Schon vor zehn Jahren hätte der Plauener den Dienst in der katholischen Herz-Jesu-Gemeinde quittieren können. Doch es gab noch einiges zu tun. Nun gibt es einen Nachfolger.

Plauen.

Auch wenn er aufhört - Heinz-Claus Bahmann bleibt Plauen und dem Vogtland erhalten. "Ich habe zwei persönliche Wünsche geäußert, als ich mit dem Bischof über meinen Ruhestand gesprochen habe", erklärt der 78-Jährige. "Ich wollte nicht, dass die Pfarrei vakant wird", lässt er wissen. Mit dem 45-jährigen Pfarrer Marcus Hoffmann steht bereits ein Nachfolger fest, der auch schon seit Juli in der Pfarrei tätig ist.

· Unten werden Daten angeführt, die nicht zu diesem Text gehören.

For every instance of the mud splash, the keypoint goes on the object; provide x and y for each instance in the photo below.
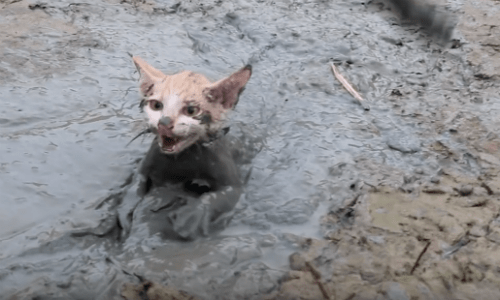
(346, 191)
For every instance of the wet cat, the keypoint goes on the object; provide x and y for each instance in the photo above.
(188, 170)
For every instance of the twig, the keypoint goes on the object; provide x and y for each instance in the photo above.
(349, 87)
(317, 276)
(419, 257)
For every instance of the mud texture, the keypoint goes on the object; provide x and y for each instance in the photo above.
(398, 202)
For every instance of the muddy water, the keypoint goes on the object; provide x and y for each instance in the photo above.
(70, 106)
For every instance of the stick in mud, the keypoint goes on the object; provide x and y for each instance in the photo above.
(419, 257)
(349, 87)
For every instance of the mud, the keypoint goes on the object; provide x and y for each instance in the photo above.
(398, 202)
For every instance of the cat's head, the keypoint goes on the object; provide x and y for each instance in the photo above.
(185, 108)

Zweiter Wunsch: Heinz-Claus Bahmann wollte entgegen der Regel nach seinem Renteneintritt in dem Ort bleiben, in dem er bisher gearbeitet hat - also in Plauen. Auch das wurde ihm zugesagt.

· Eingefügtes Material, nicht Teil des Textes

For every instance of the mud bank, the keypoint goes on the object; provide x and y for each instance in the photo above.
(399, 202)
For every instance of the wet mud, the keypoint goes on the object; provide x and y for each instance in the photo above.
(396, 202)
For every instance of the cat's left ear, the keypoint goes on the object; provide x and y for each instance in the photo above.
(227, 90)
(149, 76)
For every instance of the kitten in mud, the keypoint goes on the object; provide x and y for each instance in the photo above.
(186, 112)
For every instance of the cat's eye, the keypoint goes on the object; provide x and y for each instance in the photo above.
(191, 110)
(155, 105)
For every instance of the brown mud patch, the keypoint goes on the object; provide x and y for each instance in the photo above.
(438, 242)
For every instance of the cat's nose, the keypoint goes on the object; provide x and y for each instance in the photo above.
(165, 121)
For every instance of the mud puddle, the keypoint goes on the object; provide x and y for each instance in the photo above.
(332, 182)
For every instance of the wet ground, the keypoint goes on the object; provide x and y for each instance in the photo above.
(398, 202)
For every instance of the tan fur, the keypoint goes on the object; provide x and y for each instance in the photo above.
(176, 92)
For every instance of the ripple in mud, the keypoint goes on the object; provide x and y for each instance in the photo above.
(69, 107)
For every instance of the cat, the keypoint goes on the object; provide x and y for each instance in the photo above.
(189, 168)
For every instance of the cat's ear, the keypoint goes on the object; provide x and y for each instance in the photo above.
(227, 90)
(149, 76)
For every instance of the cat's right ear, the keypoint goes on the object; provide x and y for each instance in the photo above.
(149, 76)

Aber warum sollte das eigentlich ein Problem sein? Der ehemalige Chef könnte dem Neuen immerzu reinreden. Das ist die Befürchtung dabei. Aber das hat der Plauener nicht vor, auch wenn ihm die Herz-Jesu-Kirche und deren Mitglieder in einem Vierteljahrhundert ans Herz gewachsen sind. Mit dem Gotteshaus verbindet ihn einiges.

Wenn man sich den Zustand der Kirche und deren Umfeld an der Gustav-Adolf-Straße im Jahr 1994 in Erinnerung ruft, dann kann man beim jetzigen Anblick nur staunen. Der Bau zeigt sich seit der Sanierung vor elf Jahren und der Weihe des benachbarten Gemeindezentrums an der Thomas-Mann-Straße von der allerbesten Seite. Der dort einst stehende Altbau, das zu DDR-Zeiten als Berufsschule genutzte Gebäude, ist längst abgerissen. Beide Projekte sind mit dem Namen Heinz-Claus Bahmann verbunden, der sich jahrelang dafür eingesetzt und nicht lockergelassen hat.

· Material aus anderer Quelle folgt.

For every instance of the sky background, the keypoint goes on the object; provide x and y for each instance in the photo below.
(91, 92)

"Als ich hier angefangen habe, sind hier noch die Dachziegel runtergefallen und der Klöppel fiel aus der Glocke", erinnert sich der Geistliche. Der Bau befand sich in einem desolaten Zustand. Mit einem Kostenaufwand von 1,7 Millionen Euro für die Sanierung ist das 2008 verbessert worden. In dem Jahr ist auch das Gemeindezentrum eingeweiht worden.

Diesen Bauarbeiten und weiteren Projekten in den vergangenen Jahren schreibt er es unter anderem zu, dass er bis über den 78. Geburtstag hinaus seinen Dienst an der Gemeinde verrichtet hat. "Da lässt man nicht einfach alles liegen", sagt der Pfarrer. Mit 68 Jahren hätte er den Bischof bereits um die Entlassung in den Ruhestand bitten können. Jetzt sind nochmal zehn Sommer und zehn Winter ins Land gegangen und jetzt sieht er den richtigen Zeitpunkt gekommen. Was er jetzt machen will?

"Ich habe noch nie in meinem Leben Langeweile gehabt", stellt Heinz-Claus Bahmann klar. Er lasse alles auf sich zukommen. "Autofahren ist für mich die größte Leidenschaft", ergänzt er noch. Und eine weitere Leidenschaft deutet er an: "Ich bewundere diese Leute vom Verein Vogtländischer Carnevalisten - die betreiben den Spaß mit viel Ernst."

Am 15. November wird Heinz-Claus Bahmann mit einem Dankgottesdienst, 18 Uhr in der Herz-Jesu-Kirche, offiziell in den Ruhestand verabschiedet. Bereits zwei Tage später folgt ein weiterer wichtiger Termin für die Kirchgemeinde. Dann findet im Gotteshaus die Pfarrneugründung mit Bischof Heinrich Timmerevers statt. Zur Pfarrei Plauen mit den bisherigen Gemeinden Oelsnitz, Weischlitz und Mühltroff kommen Adorf, Bad Elster und Markneukirchen noch dazu. Die Zahl der Katholiken wächst von 2400 auf etwa 3000. Zuständig ist dann Pfarrer Marcus Hoffmann.